What on Earth We Can Do to Save the Planet
PAUL BROWN / Guardian Weekly 17jul03
A pioneering course aims to help students pre-empt an environmental disaster
With scientists and environmental groups wondering out loud whether the human race will survive to the end of this century, it is a good moment for people in education to consider whether they are teaching the right subjects, or teaching them properly. After all, the people about to pass through universities are those who will decide whether Homo sapiens makes it beyond 2100. If the next generation of students do not get the message about the way the planet is heading, and act on the information, the future does indeed look bleak.
It is not that the environment is ignored in education; nearly every institution now has courses that mentions the word in its title. But mostly it is a fashionable add-on to something regarded as more mainstream. And even the best courses do not take in the single big question - will the world as we are shaping it survive? Perhaps every academic should take a moment to ask themselves another question. Will their subject, as currently taught, make a difference in saving the human race?
A group of academics from the Open University in the UK began looking at this idea more than five years ago. How can people educate themselves so they are best equipped to save the planet? What do the students need to learn, and how do we teach them?
What was needed was a course that helped people already with education in other fields, or no education at all, so it was relevant to the real problems facing the world. At the lowest level it would help to shape the student's lifestyle and the way they did their work, so as not to make a bad situation worse. But hopefully it would be much more than that.
Already the threats facing the planet are well documented. Some changes in natural systems always occur, but too much is happening too fast. Whether it is climate change, destruction of rainforests, the spread of deserts, loss of species, or the lack of clean water, the root cause is humankind's overuse and misuse of limited resources.
Eleven years ago, at the first Earth summit in Rio, this message had finally got into the political system. But for the politicians it was an inconvenient fact that carrying on as we are - consuming more and more while continuing to destroy the planet - was no longer possible. To do something about it would surely cost votes.
To get round the problem a new, all-encompassing, completely boring phrase was born. All we apparently needed was "sustainable development" and the world would be saved.
Apart from the phrase itself being guaranteed to send everyone to sleep it was such a difficult concept that it was not really understood, still less acted upon. Apart from a few pioneers who took the message seriously, the world carried on as before.
At the second Earth summit in Johannesburg last year everyone agreed that matters had gone downhill fast since 1992. The Bush administration and associated oil and heavy industries took most of the flak for this state of affairs, although all the world's politicians should bear some of the blame.
But the world of education should be having its knuckles rapped, too.

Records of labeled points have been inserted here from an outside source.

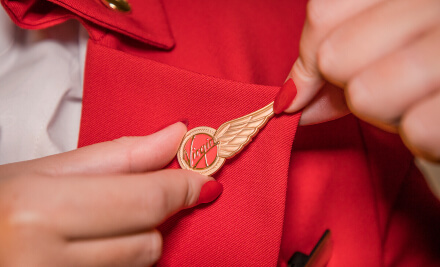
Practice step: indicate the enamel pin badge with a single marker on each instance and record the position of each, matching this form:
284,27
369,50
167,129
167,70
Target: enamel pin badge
205,149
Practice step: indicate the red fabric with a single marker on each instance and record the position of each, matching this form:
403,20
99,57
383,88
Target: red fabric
343,175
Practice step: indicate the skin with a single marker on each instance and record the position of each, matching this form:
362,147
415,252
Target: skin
385,56
94,206
100,205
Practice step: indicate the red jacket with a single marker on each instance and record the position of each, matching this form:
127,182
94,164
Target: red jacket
213,61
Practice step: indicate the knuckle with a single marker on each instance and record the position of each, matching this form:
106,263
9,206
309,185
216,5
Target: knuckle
326,60
124,144
317,13
357,99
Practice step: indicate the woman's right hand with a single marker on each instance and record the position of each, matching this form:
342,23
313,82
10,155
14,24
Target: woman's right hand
98,205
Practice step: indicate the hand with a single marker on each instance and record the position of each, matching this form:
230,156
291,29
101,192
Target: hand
98,205
386,56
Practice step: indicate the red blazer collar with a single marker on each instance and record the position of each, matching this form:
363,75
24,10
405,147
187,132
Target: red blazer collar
146,22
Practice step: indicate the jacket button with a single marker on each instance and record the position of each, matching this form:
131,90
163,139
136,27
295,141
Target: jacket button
119,5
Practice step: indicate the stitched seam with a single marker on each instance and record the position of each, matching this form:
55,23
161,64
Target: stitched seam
375,194
187,70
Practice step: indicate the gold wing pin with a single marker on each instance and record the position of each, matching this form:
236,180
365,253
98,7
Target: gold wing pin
204,149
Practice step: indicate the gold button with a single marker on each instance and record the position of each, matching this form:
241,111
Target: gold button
119,5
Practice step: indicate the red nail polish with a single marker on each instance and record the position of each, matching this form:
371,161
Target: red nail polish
185,121
210,191
284,97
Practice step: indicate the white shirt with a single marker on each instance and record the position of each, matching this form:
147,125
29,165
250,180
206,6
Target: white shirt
41,74
41,78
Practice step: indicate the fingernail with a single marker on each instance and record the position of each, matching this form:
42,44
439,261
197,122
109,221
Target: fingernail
210,191
185,121
284,97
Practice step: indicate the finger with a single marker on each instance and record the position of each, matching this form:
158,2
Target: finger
420,128
123,155
142,249
322,17
94,207
328,104
382,92
374,33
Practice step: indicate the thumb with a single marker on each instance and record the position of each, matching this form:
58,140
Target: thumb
123,155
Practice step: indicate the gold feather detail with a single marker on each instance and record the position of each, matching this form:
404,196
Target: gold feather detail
234,135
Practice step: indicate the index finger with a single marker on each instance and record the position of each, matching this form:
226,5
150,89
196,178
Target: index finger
323,16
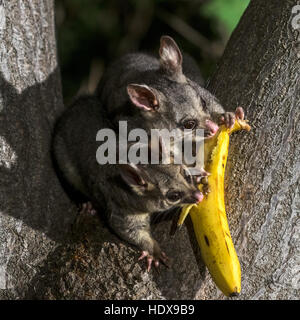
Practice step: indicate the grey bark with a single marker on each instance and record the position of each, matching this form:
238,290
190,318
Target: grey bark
47,251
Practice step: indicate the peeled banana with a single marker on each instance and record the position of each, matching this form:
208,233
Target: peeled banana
209,216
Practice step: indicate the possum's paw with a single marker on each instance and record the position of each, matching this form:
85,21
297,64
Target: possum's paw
87,208
155,258
228,118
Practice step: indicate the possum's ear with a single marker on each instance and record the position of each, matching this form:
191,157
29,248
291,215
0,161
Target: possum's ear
170,56
143,97
133,176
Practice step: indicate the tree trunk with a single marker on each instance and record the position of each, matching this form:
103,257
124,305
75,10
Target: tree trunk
44,255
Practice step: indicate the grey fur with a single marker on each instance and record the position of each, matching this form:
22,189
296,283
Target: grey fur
179,95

If the students do not understand the crisis their generation faces, and have a burning desire to go out into the world and do something about it, then surely it is the education system that is at fault.
Realising that very few students at any level, and perhaps even their teachers, would be able to have much of a stab at what sustainable development means, the Open University decided to set up a course to teach it. The idea is to get the students to incorporate its concepts into whatever course they were learning, and every career they might choose. Using video and audio tapes, CR-Rom and four textbooks - the last of which is published this week - the first 1,000 students are grappling with the big question facing the planet: survival.
Not that the academics at the Open University put it like this. Nor, thankfully, do they mention sustainable development. This is an accessible course. It is called Environment: change, contest and response.
Topics that students can expect to cover range across the globe and across subjects - from environmental justice in Nigeria and biodiversity loss in Brazil, to the economic impacts of tourism in Bhutan and the challenge of meeting energy needs in China. And the focus is not only on the developing world: case studies are also drawn from the most developed parts of Europe and even from the remote realms of Antarctica.
With so many desperate challenges facing the human race, the course might have been depressing, but the underlying message is a cheerful one. If we understand the issue, we can do something about it, says Professor Andy Blowers, one of the lead authors of the large line-up of academics from different disciplines. The aim is to show that once people understand the problems, it is possible to find compromises and solutions, and that - doing nothing is not an option.
In the same way the course points to the fact it is possible to halt, or at least drastically reduce extinctions, but first we have to understand the value of the species that we so carelessly consign to oblivion.
The course - which is "level 2" in Open University parlance, providing 60 points, or one-sixth of a degree - is open to Britons at home and abroad, so long as they can provide a UK address.
Professor Blowers, who is soon to retire, knows that many of the course books will form the basis of other related and copycat courses at other institutions as many previous Open University courses have done.
He says: "It has been one of the most difficult and rewarding courses I have ever worked on. It is for anyone who wants to really get to grips with how to make the world work without destroying it, or us, come to that. I am glad to have been part of it." The course is expected to have a 10-year run before it is updated. By then the next Earth summit will be upon us.